WHITE, Stephanie J., Geological Sciences, University of Alabama, 201 7th Avenue, Room 2003 Bevill Building, Tuscaloosa, AL 35487-0268, MINZONI, Marcello, Geological Sciences, The University of Alabama, 1038 Bevill Building, Tuscaloosa, AL 35487, BHATTACHARJEE, Souvik, Department of Geological Sciences, The University of Alabama, 2006 Bevill Building, Box 870338, Tuscaloosa, AL 35487, LEHRMANN, Daniel J., Trinity University, Geosciences, One Trinity Place, San Antonio, TX 78212, LI, Xiaowei, Geological Sciences, Stanford University, 450 Serra Mall, Stanford, CA 94305, KELLEY, Brian M., ExxonMobil Upstream Research Company, 22777 Springwood Village Parkway, Houston, TX 77389, LAU, Kimberly V., Department of Geology and Geophysics, University of Wyoming, Laramie, WY 82071, YU, Meiyi, Resource and Environment Engineering, Guizhou University, Guiyang, 550025, China, PAYNE, Jonathan L., Department of Geological Sciences, Stanford University, 450 Serra Mall, Building 320, Stanford, CA 94305 and ENOS, Paul, University of Kansas, Department of Geology, 120 Lindley Hall, Lawrence, KS 66045

Continuous exposures of the Lower Triassic (Induan) margin of the Yangtze Platform at Zhenfeng, south China, reveal the architecture and evolution of a well-preserved oolitic-microbial carbonate system that developed after the end-Permian mass extinction and associated oceanographic perturbations. Detailed facies mapping along a faulted syncline that exposes a continuous transect through the platform interior, margin, and slope is integrated with δ16O and δ13C chemostratigraphy and analysis of concentration of redox-sensitive trace elements (e.g. V, Mo, Cr, U, I) to assess controls on carbonate factory type, facies distribution, and large-scale geometries of the platform margin and slope.

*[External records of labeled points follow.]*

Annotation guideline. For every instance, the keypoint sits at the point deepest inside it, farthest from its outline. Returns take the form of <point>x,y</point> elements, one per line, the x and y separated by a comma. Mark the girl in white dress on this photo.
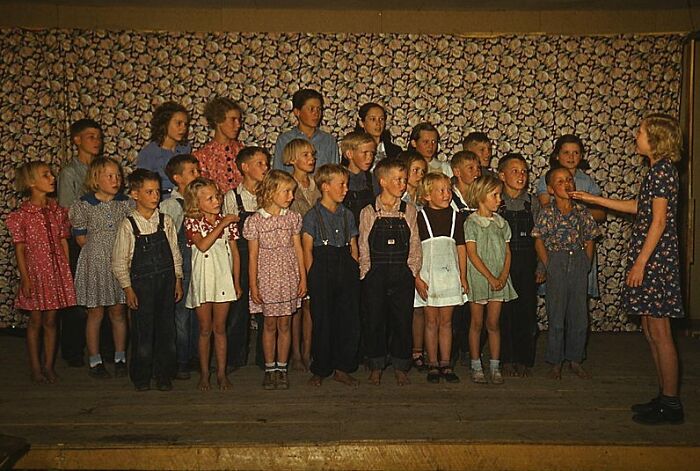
<point>215,272</point>
<point>442,281</point>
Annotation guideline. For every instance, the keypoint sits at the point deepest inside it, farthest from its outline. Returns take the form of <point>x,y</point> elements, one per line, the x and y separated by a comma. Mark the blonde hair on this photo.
<point>96,167</point>
<point>191,195</point>
<point>664,135</point>
<point>294,148</point>
<point>25,175</point>
<point>326,172</point>
<point>480,188</point>
<point>354,140</point>
<point>429,180</point>
<point>270,184</point>
<point>462,157</point>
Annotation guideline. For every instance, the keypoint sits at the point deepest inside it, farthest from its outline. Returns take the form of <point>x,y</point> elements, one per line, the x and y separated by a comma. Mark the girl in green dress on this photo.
<point>487,236</point>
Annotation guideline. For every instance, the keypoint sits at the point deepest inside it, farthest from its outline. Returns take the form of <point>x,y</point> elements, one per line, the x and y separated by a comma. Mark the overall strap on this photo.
<point>239,201</point>
<point>368,179</point>
<point>134,227</point>
<point>321,226</point>
<point>427,223</point>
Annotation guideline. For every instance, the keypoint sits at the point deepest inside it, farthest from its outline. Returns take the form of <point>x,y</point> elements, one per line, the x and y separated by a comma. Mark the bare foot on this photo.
<point>38,377</point>
<point>509,370</point>
<point>375,377</point>
<point>401,378</point>
<point>346,379</point>
<point>315,381</point>
<point>298,364</point>
<point>203,384</point>
<point>555,372</point>
<point>579,371</point>
<point>50,375</point>
<point>223,382</point>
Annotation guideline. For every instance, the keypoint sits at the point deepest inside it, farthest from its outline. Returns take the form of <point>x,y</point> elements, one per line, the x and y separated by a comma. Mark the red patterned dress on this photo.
<point>41,229</point>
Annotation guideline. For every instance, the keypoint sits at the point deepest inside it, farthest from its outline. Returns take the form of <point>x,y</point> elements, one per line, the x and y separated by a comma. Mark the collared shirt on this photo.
<point>367,218</point>
<point>518,203</point>
<point>325,145</point>
<point>154,158</point>
<point>582,180</point>
<point>71,182</point>
<point>218,162</point>
<point>172,208</point>
<point>335,225</point>
<point>565,232</point>
<point>123,250</point>
<point>250,202</point>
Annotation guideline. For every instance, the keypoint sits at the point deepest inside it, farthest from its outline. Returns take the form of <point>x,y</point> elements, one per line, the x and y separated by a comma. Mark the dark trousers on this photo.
<point>567,306</point>
<point>153,329</point>
<point>334,287</point>
<point>519,317</point>
<point>387,298</point>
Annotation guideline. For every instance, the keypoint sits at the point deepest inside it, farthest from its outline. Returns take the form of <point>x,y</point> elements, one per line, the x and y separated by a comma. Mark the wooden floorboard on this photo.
<point>524,424</point>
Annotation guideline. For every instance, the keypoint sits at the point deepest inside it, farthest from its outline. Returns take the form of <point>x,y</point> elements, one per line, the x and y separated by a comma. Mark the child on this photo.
<point>147,264</point>
<point>480,144</point>
<point>568,153</point>
<point>40,230</point>
<point>564,235</point>
<point>169,129</point>
<point>215,272</point>
<point>307,107</point>
<point>329,241</point>
<point>358,149</point>
<point>442,281</point>
<point>253,163</point>
<point>390,259</point>
<point>218,157</point>
<point>425,139</point>
<point>181,170</point>
<point>466,169</point>
<point>95,218</point>
<point>277,274</point>
<point>519,317</point>
<point>417,168</point>
<point>372,120</point>
<point>488,236</point>
<point>300,154</point>
<point>86,136</point>
<point>653,288</point>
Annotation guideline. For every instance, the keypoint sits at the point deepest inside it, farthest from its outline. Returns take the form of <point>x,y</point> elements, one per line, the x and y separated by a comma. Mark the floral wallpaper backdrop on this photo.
<point>524,91</point>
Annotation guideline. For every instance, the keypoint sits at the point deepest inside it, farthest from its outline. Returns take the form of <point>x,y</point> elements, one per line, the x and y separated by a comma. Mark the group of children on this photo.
<point>382,259</point>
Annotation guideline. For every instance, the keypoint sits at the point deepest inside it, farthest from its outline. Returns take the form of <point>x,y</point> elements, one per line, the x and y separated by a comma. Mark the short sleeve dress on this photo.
<point>491,236</point>
<point>278,269</point>
<point>660,292</point>
<point>95,284</point>
<point>41,230</point>
<point>212,271</point>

In the aftermath of the extinction that wiped out most of the calcifying metazoans, high rates of carbonate sediment production at the shelf margin and upper slope was maintained by microbialites and, principally, by abiotic production of giant ooids and early marine cements. Sediment production in the platform interior was dominated by carbonate mud, possibly abiotic, and a sparse, mostly molluscan fauna. Downslope reworking of this sediment, especially ooids, contributed to the development of steep (up to 15o), prograding clinoforms, consisting of gravity-flow deposits, including, rarely, matrix-poor breccia. By the end of the Induan the shelf margin had prograded several kilometers and had attained a relief of approximately 400 meters above a sediment-starved basin.

Preserved geometries and facies architecture of the Induan Yangtze Platform at Zhenfeng demonstrate that active carbonate sediment production occurred even in the near-total absence of calcifying metazoans and algae and that accumulation rates of the combined giant-ooids and microbial factories were sufficient to keep up with subsidence and even to prograde several kilometers. These observations should improve interpretations of analogous carbonate reservoirs, such as the Jurassic Smackover Formation of the Gulf of Mexico, and general understanding of the controls on carbonate factories and their impact on facies architecture and large-scale geometry of carbonate systems.